Estimate Std. Error z value Pr(>|z|)

(Intercept)  -1.07309    0.13351  -8.037 2.12e-15 ***
IV (month)   0.04327    0.01785   2.424   0.0155 *


*# generalized linear model adapted to complex design via survey (we take
into account sampling weights):*

dclus5<- survey::svydesign(id= ~ID,  weights = WEIGHT, data = df_agg)

summary(survey::svyglm(DV ~ IV, design = dclus5, family = quasibinomial()))

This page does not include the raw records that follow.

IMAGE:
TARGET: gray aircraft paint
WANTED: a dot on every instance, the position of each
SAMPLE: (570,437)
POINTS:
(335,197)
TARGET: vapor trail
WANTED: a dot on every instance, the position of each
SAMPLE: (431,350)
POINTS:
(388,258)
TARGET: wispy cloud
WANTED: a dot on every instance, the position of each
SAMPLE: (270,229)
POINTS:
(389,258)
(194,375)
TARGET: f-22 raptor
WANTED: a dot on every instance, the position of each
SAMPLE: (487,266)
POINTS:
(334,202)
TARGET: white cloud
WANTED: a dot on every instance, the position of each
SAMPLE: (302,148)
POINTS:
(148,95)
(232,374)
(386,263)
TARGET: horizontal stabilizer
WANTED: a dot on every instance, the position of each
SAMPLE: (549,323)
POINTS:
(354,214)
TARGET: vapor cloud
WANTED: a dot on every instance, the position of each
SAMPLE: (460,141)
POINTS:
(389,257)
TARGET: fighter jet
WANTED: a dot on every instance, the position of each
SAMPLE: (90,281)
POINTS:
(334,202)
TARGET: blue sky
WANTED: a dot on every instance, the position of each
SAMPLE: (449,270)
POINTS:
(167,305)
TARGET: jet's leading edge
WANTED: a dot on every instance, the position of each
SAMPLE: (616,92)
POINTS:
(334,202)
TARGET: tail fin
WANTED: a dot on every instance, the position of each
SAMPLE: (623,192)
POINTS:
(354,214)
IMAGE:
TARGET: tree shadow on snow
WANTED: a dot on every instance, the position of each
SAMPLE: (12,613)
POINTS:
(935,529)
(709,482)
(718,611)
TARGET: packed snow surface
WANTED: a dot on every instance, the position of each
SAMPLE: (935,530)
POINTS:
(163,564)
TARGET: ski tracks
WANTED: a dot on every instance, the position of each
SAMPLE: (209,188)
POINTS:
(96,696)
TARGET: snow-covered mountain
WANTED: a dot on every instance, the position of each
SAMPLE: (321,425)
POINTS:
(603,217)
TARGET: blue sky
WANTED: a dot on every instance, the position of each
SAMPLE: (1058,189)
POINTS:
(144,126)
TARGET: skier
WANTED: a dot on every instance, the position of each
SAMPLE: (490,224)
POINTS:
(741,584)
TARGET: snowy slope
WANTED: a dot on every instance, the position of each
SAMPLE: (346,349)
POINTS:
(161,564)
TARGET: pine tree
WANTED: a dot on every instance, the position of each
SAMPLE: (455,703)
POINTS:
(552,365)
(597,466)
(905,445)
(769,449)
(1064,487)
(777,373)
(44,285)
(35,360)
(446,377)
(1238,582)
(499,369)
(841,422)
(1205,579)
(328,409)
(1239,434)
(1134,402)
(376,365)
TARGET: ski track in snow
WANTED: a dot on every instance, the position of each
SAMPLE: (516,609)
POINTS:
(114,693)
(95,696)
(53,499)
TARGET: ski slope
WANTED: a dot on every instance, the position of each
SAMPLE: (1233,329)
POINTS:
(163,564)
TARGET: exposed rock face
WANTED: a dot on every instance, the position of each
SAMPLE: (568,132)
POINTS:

Estimate Std. Error z value Pr(>|z|)

(Intercept)  -0.95961    0.15957  -6.014 2.38e-09 ***
IV (month)    0.02471    0.02133   1.159    0.247


As you can see, the results are almost the same from the models, except
when we take into account sampling weights. I hope that our problem is
clearly exposed

Thank you very much in advance for your help!

Corentin J Gosling

Wolfgang Viechtbauer

Fri, Mar 5, 2021 12:32 AM #

Dear Corentin,

I cannot answer your question directly, that is, to what extent those results are comparable to each other, although if svyglm() gives 'marginal' (population averaged) coefficients in the sense of what a GEE model would do, then one could argue that those should not be combined with 'conditional' coefficients that glmer() provides (searching for combinations of terms like "GEE, marginal, population averaged, logistic mixed-effects, conditional, subject-specific" should turn up relevant discussions / papers).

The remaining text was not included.